Peak oil will spell the long-term death knell for the current definition of modern society. We still have a few more years of bumbling along the ‘plateau,’ where supply & demand engage in an awkward waltz of sorts, with neither gaining the upper hand. Eventually, though, supply will start slipping fast enough that new production cannot back-fill the resultant gap. That’s when the economic vise will really start to tighten… assuming we don’t do something to screw things up before then.
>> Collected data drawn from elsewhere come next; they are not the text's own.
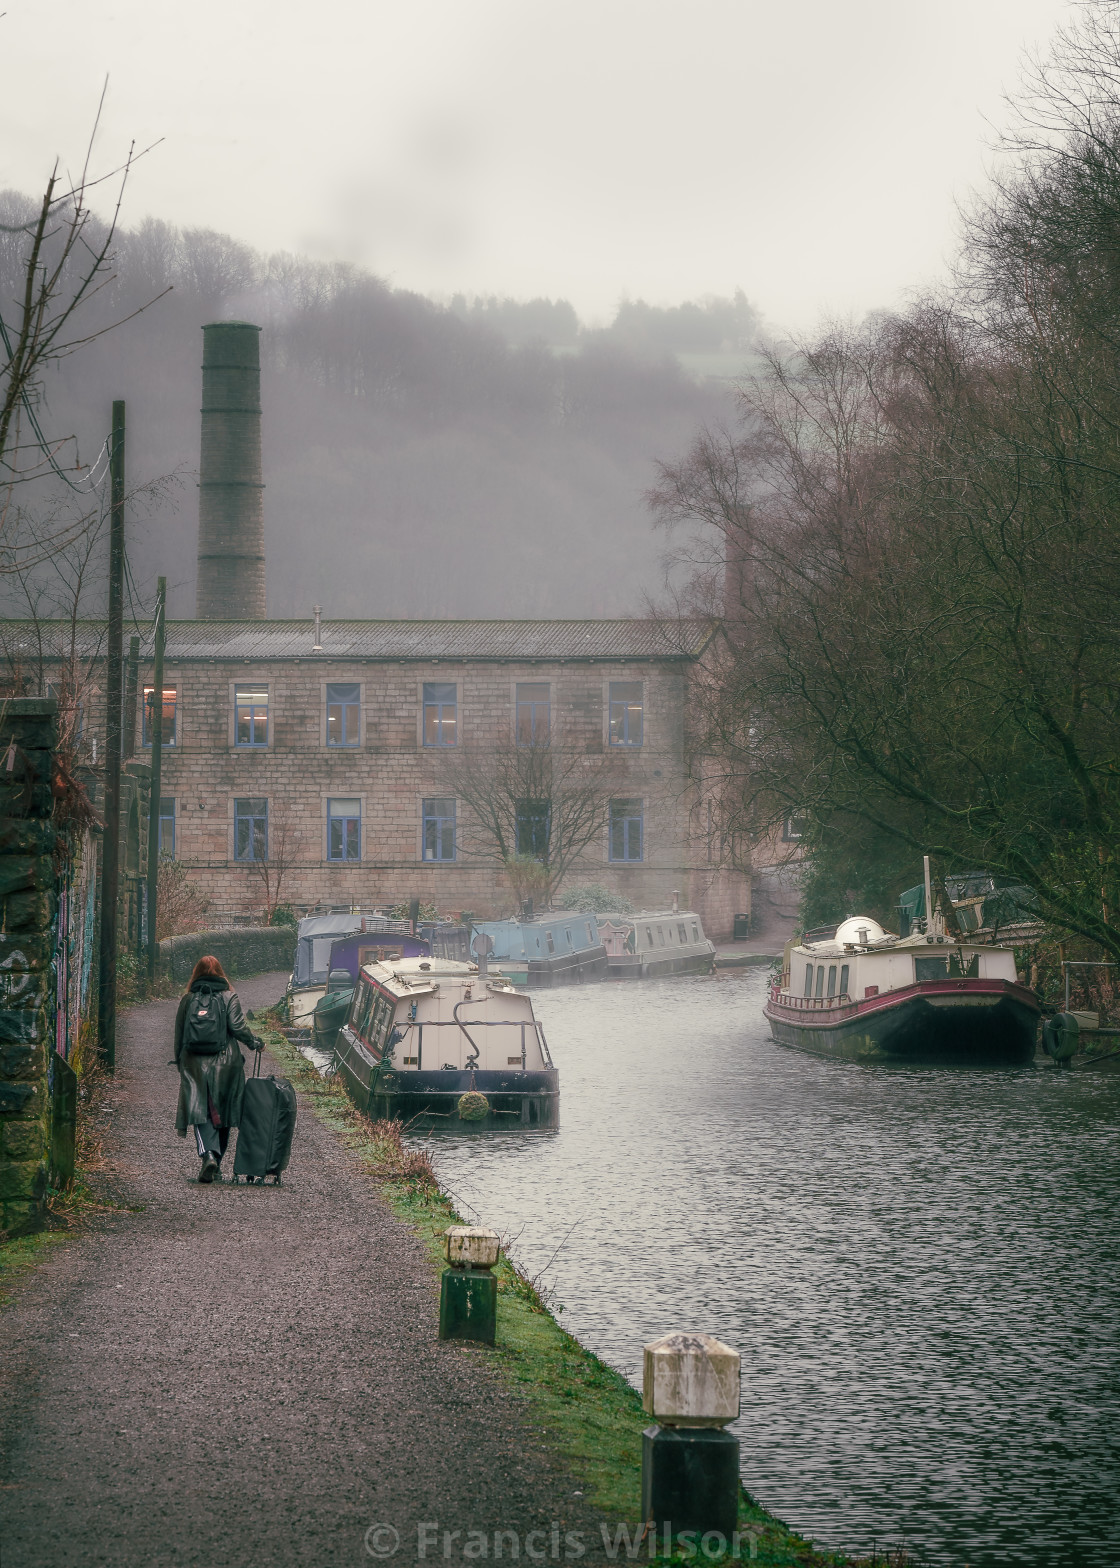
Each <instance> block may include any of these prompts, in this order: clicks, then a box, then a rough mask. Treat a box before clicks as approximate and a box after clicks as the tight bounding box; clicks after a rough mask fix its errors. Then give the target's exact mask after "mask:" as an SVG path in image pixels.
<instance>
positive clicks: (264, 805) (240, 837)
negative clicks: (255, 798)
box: [234, 800, 268, 861]
mask: <svg viewBox="0 0 1120 1568" xmlns="http://www.w3.org/2000/svg"><path fill="white" fill-rule="evenodd" d="M234 859H235V861H267V859H268V801H267V800H235V801H234Z"/></svg>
Speaking of which, if you haven’t been paying attention recently, the financial excesses of the last few decades are finally starting to pay negative dividends at home. Economic forces are playing whack-a-mole with US banks & GSE’s, and it’s getting harder to paper over the gaping holes in our economic fabric. An article in the Economist has brought up an idea that months ago would have seemed ludicrous: that the USA may default on it’s debt.
The GSEs are not the only liability for the government. IndyMac’s recent collapse is the latest call on the Federal Deposit Insurance Corporation (FDIC). The FDIC has some $53 billion of assets, so it is better funded than most deposit-insurance schemes. But if enough banks got into trouble, the government would be on the hook for any shortfall. The same is true of the Pension Benefit Guaranty Corporation, which insures private sector benefits, but is already $14 billion in deficit.
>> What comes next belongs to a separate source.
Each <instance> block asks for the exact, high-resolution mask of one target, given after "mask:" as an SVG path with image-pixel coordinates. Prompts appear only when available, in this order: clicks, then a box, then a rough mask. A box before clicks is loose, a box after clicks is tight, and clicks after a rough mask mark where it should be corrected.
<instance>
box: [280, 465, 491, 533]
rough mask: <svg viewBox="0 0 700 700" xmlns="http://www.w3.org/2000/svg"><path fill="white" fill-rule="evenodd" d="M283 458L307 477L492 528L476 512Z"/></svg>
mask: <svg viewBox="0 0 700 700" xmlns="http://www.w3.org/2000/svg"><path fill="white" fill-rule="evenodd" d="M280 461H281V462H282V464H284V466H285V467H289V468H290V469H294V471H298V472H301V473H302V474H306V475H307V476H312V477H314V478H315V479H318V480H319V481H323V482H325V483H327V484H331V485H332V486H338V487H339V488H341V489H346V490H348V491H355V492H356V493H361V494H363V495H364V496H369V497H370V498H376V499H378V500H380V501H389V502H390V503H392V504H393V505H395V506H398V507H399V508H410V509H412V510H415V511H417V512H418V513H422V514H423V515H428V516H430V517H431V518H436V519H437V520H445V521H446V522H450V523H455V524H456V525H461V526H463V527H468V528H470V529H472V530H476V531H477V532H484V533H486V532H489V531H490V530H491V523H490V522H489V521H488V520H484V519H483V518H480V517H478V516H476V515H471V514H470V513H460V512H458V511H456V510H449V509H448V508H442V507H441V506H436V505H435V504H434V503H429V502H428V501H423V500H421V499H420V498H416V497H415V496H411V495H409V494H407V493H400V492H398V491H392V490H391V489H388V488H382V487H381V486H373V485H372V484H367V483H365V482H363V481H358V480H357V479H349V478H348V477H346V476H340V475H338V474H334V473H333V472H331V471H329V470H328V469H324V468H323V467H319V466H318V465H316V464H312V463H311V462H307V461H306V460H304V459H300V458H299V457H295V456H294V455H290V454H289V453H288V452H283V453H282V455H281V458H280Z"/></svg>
In the end, the turtle at the bottom of the pile is the American taxpayer. But that suggests that, if Americans are losing money on their houses, pensions or bank accounts, the right answer is to tax them to pay for it. Perhaps it is no surprise that traders in the credit-default swaps market have recently made bets on the unthinkable: that America may default on its debt.
The US Dollar is the world’s reserve currency right now. Most of the debt floating around the world is denominated in US dollars. Were the dollar to become essentially worthless, global fortunes would be wiped out, major economic havoc would take place in all of the world’s national economies, and the cost of all global commodities would skyrocket.
We’re not close to defaulting yet, but the fact that a major economic magazine like the Economist would discuss what previously was an unthinkable act should be a sobering alert to all of us. We are entering a very dangerous period from an economic standpoint; one that could drastically alter the future for all of us. Pay attention, folks.